La operación ha tenido ramificaciones en Bizkaia, Málaga y La Rioja, desmantelando un laboratorio en Toledo.

Montones de dinero en efectivo y relojes de lujo sobre una mesa oscura, con un fondo borroso de equipo de laboratorio, bajo una iluminación tenue y enfocada.
IA

Montones de dinero en efectivo y relojes de lujo sobre una mesa oscura, con un fondo borroso de equipo de laboratorio, bajo una iluminación tenue y enfocada.

Una operación conjunta de la Guardia Civil, Policía Nacional y Servicio de Vigilancia Aduanera ha desmantelado una red internacional de narcotráfico, resultando en la detención de una persona residente en Bilbao.

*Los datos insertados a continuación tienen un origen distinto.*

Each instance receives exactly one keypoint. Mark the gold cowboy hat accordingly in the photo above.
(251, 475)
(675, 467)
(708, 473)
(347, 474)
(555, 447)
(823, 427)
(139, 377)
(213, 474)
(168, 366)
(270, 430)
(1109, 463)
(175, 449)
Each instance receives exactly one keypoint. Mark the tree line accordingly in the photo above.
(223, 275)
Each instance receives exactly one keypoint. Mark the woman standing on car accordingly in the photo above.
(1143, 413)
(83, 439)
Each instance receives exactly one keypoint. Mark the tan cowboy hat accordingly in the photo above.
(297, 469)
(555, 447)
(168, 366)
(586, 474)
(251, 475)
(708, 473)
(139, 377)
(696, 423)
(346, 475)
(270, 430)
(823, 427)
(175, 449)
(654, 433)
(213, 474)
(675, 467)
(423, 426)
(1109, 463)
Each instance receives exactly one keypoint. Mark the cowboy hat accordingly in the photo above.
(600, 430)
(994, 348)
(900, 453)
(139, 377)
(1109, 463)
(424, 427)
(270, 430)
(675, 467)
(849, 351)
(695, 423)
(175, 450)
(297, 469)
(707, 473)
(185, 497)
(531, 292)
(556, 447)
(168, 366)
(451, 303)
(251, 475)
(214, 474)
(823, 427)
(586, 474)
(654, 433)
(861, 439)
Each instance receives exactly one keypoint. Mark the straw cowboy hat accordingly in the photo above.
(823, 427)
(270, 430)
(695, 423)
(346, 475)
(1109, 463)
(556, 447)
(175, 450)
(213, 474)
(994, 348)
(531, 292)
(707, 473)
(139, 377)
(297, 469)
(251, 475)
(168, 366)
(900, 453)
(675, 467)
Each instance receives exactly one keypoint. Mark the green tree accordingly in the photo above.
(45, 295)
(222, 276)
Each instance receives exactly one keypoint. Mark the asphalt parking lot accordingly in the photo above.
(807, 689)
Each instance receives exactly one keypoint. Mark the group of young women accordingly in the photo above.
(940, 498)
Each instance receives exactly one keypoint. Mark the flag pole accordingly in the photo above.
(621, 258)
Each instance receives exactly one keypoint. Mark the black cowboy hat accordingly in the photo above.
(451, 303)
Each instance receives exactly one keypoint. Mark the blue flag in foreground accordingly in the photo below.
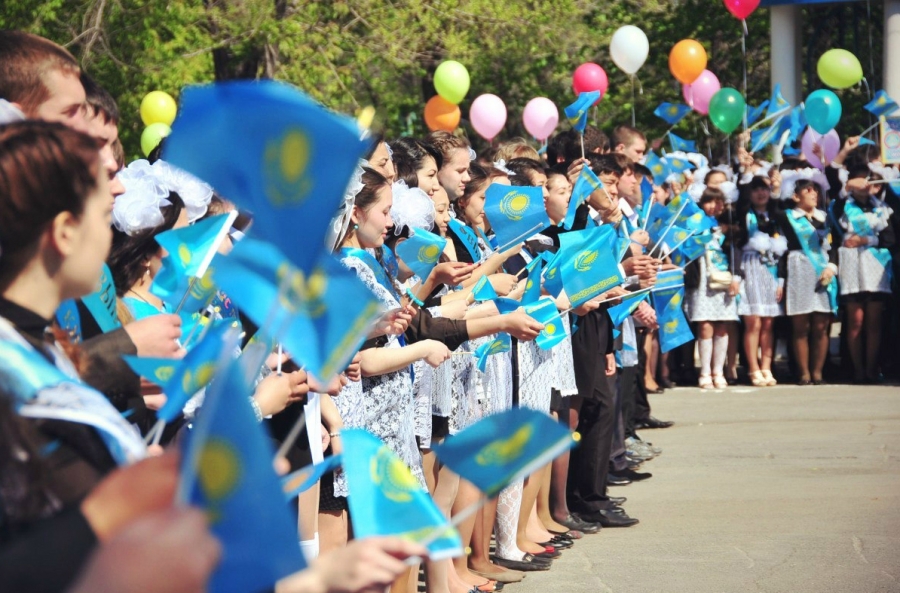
(544, 311)
(305, 478)
(501, 343)
(584, 186)
(668, 295)
(421, 252)
(272, 150)
(515, 212)
(588, 263)
(881, 104)
(671, 113)
(386, 499)
(227, 472)
(306, 313)
(500, 449)
(180, 379)
(577, 112)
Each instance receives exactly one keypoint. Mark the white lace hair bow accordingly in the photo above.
(139, 207)
(412, 208)
(194, 192)
(341, 222)
(790, 177)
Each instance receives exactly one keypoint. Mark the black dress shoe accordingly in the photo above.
(614, 480)
(630, 474)
(652, 422)
(611, 519)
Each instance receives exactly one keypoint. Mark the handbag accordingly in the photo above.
(716, 279)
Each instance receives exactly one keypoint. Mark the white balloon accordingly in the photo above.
(629, 48)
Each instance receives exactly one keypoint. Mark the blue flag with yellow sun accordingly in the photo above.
(671, 113)
(269, 148)
(502, 448)
(667, 298)
(386, 499)
(501, 343)
(227, 473)
(577, 112)
(588, 263)
(180, 379)
(421, 252)
(307, 313)
(515, 212)
(544, 311)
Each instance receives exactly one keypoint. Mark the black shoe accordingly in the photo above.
(611, 519)
(630, 474)
(652, 422)
(614, 480)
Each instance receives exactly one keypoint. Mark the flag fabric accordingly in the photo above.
(671, 113)
(227, 472)
(754, 113)
(498, 450)
(577, 112)
(544, 311)
(421, 252)
(386, 499)
(501, 343)
(515, 212)
(483, 290)
(305, 478)
(881, 104)
(668, 294)
(180, 379)
(533, 283)
(588, 263)
(269, 148)
(468, 237)
(584, 186)
(680, 144)
(307, 313)
(658, 168)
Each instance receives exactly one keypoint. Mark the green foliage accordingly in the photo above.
(353, 53)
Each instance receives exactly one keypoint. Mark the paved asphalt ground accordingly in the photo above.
(786, 489)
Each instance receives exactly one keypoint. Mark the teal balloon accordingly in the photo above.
(822, 110)
(726, 109)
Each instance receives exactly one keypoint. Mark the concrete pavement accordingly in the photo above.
(785, 489)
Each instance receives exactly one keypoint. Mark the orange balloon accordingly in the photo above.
(687, 61)
(441, 114)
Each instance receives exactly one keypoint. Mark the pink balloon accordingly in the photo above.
(699, 93)
(590, 77)
(488, 115)
(830, 143)
(540, 117)
(741, 9)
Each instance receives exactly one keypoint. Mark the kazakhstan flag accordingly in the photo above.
(272, 150)
(498, 450)
(421, 252)
(515, 212)
(386, 499)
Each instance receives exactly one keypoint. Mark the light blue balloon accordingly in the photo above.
(822, 110)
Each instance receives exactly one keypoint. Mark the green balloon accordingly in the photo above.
(152, 136)
(726, 109)
(839, 69)
(451, 81)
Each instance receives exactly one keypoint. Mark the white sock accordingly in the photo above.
(705, 347)
(720, 353)
(310, 548)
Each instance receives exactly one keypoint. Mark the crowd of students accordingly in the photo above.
(787, 241)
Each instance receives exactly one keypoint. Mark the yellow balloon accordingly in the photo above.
(158, 107)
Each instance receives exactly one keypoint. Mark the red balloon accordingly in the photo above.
(741, 9)
(590, 77)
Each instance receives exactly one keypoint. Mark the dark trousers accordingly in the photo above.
(589, 461)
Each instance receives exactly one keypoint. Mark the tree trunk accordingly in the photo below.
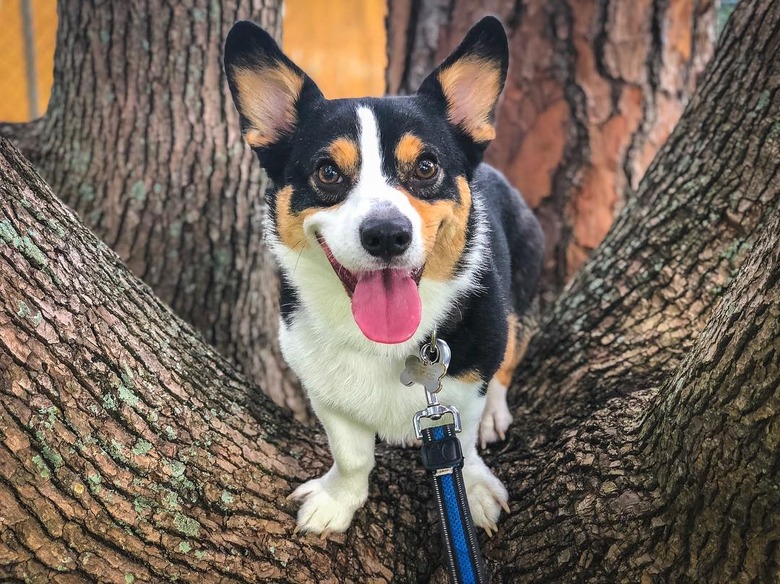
(142, 141)
(594, 89)
(648, 413)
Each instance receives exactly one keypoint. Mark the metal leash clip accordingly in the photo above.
(428, 369)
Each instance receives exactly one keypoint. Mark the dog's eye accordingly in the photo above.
(328, 174)
(425, 168)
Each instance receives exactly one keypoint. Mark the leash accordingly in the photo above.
(442, 456)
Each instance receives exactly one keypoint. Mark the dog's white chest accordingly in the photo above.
(364, 387)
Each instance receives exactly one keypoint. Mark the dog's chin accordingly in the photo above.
(349, 279)
(385, 301)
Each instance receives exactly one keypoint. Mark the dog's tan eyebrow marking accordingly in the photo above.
(513, 353)
(408, 149)
(444, 227)
(345, 154)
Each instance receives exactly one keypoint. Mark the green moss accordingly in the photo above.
(23, 244)
(115, 447)
(141, 505)
(24, 310)
(138, 191)
(49, 416)
(763, 100)
(186, 525)
(141, 447)
(177, 469)
(126, 386)
(86, 192)
(126, 395)
(43, 470)
(109, 402)
(170, 500)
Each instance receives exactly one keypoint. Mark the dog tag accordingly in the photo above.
(425, 370)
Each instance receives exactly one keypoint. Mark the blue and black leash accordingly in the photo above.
(442, 456)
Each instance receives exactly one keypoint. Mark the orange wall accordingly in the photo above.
(339, 43)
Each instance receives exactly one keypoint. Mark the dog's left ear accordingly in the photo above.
(470, 80)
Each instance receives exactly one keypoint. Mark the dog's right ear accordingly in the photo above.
(268, 89)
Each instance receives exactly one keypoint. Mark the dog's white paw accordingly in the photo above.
(487, 496)
(325, 507)
(496, 417)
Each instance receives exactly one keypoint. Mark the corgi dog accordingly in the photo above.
(387, 227)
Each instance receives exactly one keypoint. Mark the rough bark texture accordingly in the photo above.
(142, 141)
(130, 451)
(594, 89)
(647, 416)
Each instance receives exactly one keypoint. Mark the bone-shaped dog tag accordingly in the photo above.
(426, 373)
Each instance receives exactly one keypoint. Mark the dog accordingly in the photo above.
(387, 226)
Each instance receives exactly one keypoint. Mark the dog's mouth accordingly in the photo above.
(385, 303)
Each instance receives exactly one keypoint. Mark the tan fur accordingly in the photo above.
(469, 376)
(408, 150)
(289, 225)
(444, 231)
(471, 86)
(520, 333)
(345, 154)
(266, 97)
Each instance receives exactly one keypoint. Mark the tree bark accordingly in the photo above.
(594, 89)
(142, 141)
(647, 417)
(130, 451)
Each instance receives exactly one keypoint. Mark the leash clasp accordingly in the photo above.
(435, 411)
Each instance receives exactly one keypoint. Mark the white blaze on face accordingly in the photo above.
(340, 226)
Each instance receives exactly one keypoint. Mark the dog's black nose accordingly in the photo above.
(386, 237)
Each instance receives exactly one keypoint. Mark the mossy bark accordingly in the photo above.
(141, 139)
(594, 89)
(647, 415)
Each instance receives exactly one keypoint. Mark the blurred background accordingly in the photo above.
(28, 30)
(594, 87)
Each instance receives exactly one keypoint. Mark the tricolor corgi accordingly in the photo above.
(387, 226)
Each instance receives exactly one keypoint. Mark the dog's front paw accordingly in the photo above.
(487, 496)
(325, 508)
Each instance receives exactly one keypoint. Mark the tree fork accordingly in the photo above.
(141, 139)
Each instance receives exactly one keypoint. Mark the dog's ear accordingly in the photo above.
(268, 89)
(470, 80)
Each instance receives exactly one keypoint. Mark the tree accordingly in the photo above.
(141, 139)
(648, 411)
(594, 89)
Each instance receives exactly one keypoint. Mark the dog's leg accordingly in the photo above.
(329, 502)
(486, 493)
(496, 418)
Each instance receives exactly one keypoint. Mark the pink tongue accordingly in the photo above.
(386, 306)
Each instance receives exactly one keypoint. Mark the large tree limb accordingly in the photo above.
(127, 446)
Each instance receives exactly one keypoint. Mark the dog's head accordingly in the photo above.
(369, 196)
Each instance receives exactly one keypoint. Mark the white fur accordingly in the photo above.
(352, 382)
(496, 417)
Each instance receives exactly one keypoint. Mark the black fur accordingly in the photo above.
(476, 327)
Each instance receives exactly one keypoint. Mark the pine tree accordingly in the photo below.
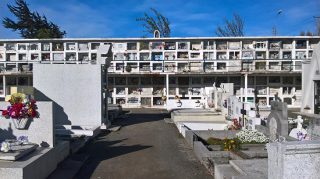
(31, 24)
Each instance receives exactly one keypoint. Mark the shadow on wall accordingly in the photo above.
(7, 134)
(59, 116)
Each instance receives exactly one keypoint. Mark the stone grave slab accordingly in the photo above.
(18, 151)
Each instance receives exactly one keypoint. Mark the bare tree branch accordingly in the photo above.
(155, 22)
(232, 28)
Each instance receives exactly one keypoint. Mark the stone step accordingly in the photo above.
(254, 168)
(225, 171)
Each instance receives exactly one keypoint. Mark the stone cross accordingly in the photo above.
(278, 120)
(273, 126)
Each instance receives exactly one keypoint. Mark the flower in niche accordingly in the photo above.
(20, 107)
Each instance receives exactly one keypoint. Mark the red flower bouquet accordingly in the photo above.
(20, 107)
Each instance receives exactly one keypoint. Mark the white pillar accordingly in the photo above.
(245, 87)
(167, 86)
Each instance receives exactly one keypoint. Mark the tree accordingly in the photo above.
(155, 22)
(31, 24)
(318, 26)
(232, 28)
(307, 33)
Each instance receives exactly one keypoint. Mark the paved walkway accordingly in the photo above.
(145, 147)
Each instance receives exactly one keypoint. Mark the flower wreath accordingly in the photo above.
(20, 107)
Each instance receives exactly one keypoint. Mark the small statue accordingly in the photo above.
(5, 147)
(299, 132)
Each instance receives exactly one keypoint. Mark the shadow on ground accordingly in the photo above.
(104, 150)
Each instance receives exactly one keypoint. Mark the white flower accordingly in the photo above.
(248, 136)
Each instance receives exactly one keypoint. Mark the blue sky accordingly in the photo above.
(116, 18)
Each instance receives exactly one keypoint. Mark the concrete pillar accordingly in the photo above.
(245, 87)
(167, 85)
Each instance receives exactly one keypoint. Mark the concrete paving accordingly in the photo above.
(145, 147)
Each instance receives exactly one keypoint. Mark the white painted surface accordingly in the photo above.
(74, 89)
(185, 104)
(184, 126)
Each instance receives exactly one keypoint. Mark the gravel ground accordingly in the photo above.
(144, 147)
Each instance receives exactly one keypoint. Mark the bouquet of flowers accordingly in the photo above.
(20, 107)
(235, 125)
(251, 136)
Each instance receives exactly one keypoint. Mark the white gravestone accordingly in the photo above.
(278, 119)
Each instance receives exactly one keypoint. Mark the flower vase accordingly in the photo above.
(20, 123)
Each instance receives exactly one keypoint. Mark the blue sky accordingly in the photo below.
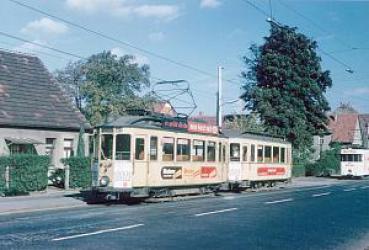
(200, 33)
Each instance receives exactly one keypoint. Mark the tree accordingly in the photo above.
(285, 85)
(106, 85)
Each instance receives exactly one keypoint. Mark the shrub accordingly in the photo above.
(79, 171)
(26, 173)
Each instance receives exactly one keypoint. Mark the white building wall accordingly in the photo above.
(41, 135)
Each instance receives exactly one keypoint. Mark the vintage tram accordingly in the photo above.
(157, 156)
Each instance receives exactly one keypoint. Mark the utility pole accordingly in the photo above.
(219, 99)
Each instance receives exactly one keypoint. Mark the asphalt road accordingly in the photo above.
(328, 217)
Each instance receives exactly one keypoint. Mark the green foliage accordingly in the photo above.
(26, 173)
(80, 171)
(329, 162)
(285, 85)
(105, 85)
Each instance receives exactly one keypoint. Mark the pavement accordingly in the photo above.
(333, 216)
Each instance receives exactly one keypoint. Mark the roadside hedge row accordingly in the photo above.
(79, 171)
(26, 173)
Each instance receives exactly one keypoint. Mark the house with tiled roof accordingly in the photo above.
(35, 115)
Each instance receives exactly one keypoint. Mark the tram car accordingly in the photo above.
(159, 156)
(148, 156)
(257, 160)
(354, 162)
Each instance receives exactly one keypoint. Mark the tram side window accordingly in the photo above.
(268, 154)
(234, 152)
(140, 149)
(168, 148)
(283, 155)
(211, 151)
(260, 153)
(198, 150)
(123, 147)
(153, 148)
(106, 146)
(275, 154)
(183, 150)
(244, 153)
(252, 153)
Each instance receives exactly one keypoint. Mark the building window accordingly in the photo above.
(68, 148)
(49, 145)
(183, 150)
(153, 148)
(211, 151)
(123, 147)
(234, 152)
(168, 148)
(268, 154)
(198, 150)
(244, 153)
(106, 146)
(140, 149)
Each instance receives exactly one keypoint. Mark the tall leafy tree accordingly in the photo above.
(106, 85)
(285, 84)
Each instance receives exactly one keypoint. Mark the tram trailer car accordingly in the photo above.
(257, 160)
(354, 162)
(137, 156)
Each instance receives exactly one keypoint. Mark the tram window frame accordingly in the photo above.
(121, 156)
(283, 155)
(252, 153)
(275, 157)
(104, 152)
(140, 149)
(244, 153)
(213, 150)
(260, 154)
(195, 155)
(268, 150)
(165, 156)
(179, 154)
(233, 151)
(153, 148)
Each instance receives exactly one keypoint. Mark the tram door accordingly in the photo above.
(140, 161)
(123, 165)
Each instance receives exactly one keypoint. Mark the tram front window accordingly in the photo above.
(123, 147)
(106, 146)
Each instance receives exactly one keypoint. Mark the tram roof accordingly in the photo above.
(236, 133)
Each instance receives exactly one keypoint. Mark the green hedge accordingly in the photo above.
(79, 171)
(26, 173)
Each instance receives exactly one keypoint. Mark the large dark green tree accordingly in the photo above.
(286, 85)
(105, 85)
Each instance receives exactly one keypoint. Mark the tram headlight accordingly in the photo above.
(104, 181)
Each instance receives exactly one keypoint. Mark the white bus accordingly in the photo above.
(354, 162)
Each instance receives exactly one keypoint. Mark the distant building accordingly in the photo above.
(35, 115)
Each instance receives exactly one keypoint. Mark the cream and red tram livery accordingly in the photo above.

La lucha contra el narcotráfico internacional ha vuelto a poner el foco en Bizkaia. En el marco de una ambiciosa operación conjunta entre la Guardia Civil, la Policía Nacional y el Servicio de Vigilancia Aduanera, el territorio vizcaino ha sido uno de los escenarios clave en la fase final de la operación “Sircan”, que ha logrado desarticular una organización criminal dedicada al tráfico de cocaína a gran escala entre Sudamérica y Europa.
Aunque el centro neurálgico de la red se encontraba en un polígono industrial de Toledo, la última fase de la investigación derivó en intervenciones directas en Bizkaia, Málaga y La Rioja. En estas actuaciones se han incautado cerca de 70.000 euros en efectivo y objetos de alto valor, como relojes de lujo, vinculados al blanqueo de capitales de la organización. En total, han sido detenidas 13 personas en el Estado que formaban un entramado criminal internacional de tráfico de drogas entre América y Europa, y entre los arrestados se encuentra un hombre que residía en Bilbao.
El corazón de la trama se ubicaba en una nave de Gerindote, en Toledo. Bajo una apariencia de total normalidad en un polígono industrial, la red ocultaba un macro laboratorio de extracción y procesamiento de clorhidrato de cocaína. Lo más sorprendente para los investigadores fue el nivel de profesionalización: había “cocineros” especializados que la organización traía expertos desde Colombia exclusivamente para procesar la droga. El laboratorio funcionaba en turnos ininterrumpidos con áreas diferenciadas para la extracción, filtrado y empaquetado, y la droga se prensaba en “ladrillos” con sellos distintivos para marcar su origen en el mercado ilícito.
La investigación comenzó en 2022, tras detectar contenedores marítimos con destino a Rotterdam que escondían el estupefaciente. El método de ocultación era complejo: la cocaína venía impregnada en entre 7 y 8 toneladas de harina de maíz. En el momento del asalto en Toledo, los agentes hallaron el laboratorio en plena producción, interviniendo 9 kilos de cocaína ya listos para la venta con una pureza del 93%, además de 3.500 kilos de precursores químicos. La operación no solo ha retirado droga de las calles.
En los registros realizados en la Comunidad de Madrid, donde cayó el líder de la banda, se hallaron cinco armas de fuego y cientos de cartuchos, tres chalecos antibalas y pistolas eléctricas y, además de cocaína, se incautó “cocaína rosa”, MDMA, marihuana y comprimidos para la disfunción eréctil.
Paralelamente, Vigilancia Aduanera ha bloqueado el patrimonio de la red, que incluye 7 inmuebles, 17 vehículos y 11 cuentas bancarias. El éxito de la operación ha dependido de una intensa colaboración internacional con policías de EE.UU., Colombia, Francia y Países Bajos, confirmando que las ramificaciones del narco global alcanzan de forma directa la geografía vizcaina.